What is the purpose of the video?
-The video aims to demonstrate how to use Playwright for browser automation and data scraping, specifically to extract product information from a website with paginated content.
Why does the presenter prefer using Playwright in this scenario?
-The presenter prefers using Playwright because it allows them to easily access structured data in JSON format from product pages without needing extensive parsing.
How does the presenter handle the pagination on the website?
-The presenter uses a while loop to continuously iterate through the pages. They select the 'next' button element to navigate to subsequent pages until they reach the last page.
What is the significance of viewing the page source and searching for 'schema'?
-The presenter searches for 'schema' in the page source to find the structured data in JSON format, which includes detailed product information embedded in a script tag.
How is the JSON data extracted from each product page?

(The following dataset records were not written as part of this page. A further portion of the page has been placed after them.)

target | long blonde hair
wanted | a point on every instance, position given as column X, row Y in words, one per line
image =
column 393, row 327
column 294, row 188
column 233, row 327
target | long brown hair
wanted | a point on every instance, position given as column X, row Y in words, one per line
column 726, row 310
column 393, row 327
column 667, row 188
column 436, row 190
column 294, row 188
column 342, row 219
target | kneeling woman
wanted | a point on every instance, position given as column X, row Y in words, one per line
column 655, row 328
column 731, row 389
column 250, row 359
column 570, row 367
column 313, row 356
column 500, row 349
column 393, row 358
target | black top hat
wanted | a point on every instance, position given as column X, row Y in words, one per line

-The JSON data is extracted using a Playwright locator that selects the script tag containing the JSON data. The data is then converted from a string format to JSON for easier handling.

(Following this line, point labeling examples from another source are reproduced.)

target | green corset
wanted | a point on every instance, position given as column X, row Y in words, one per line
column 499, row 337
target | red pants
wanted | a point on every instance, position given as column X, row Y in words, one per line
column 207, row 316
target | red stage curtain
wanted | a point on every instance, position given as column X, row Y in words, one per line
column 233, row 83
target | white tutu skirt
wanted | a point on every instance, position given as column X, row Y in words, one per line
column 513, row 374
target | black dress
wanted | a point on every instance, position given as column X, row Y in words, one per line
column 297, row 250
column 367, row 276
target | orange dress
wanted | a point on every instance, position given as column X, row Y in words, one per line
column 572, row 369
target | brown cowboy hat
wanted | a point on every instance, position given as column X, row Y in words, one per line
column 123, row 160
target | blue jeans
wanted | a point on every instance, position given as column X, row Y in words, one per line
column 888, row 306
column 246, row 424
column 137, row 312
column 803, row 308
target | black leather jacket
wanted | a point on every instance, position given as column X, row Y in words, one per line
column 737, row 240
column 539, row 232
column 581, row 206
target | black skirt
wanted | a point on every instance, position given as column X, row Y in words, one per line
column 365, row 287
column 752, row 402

What method does the presenter use to run Playwright code?
-The presenter uses a synchronous Playwright context to run the code, which involves launching a Chromium browser, opening a new page, and navigating to the start URL.
How does the presenter handle browser context closing after each product page is scraped?
-After scraping data from each product page, the presenter closes the browser context to prevent excessive open tabs, which helps manage system resources efficiently.
What approach does the presenter take to break out of the loop on the last page?
-The presenter breaks out of the loop by comparing two numbers in the page text: the number of items shown on the current page and the total items. When they match, it indicates the last page.
How does the presenter block images during scraping, and why?
-The presenter blocks images by intercepting the page requests for PNG and JPEG files. This saves bandwidth and speeds up the process by preventing unnecessary media from loading.
What are the final steps recommended by the presenter for handling the scraped data?
-The presenter suggests saving the JSON data to a file, such as a JSON or JSON Lines file, which allows for easy data handling and recovery if the script is interrupted.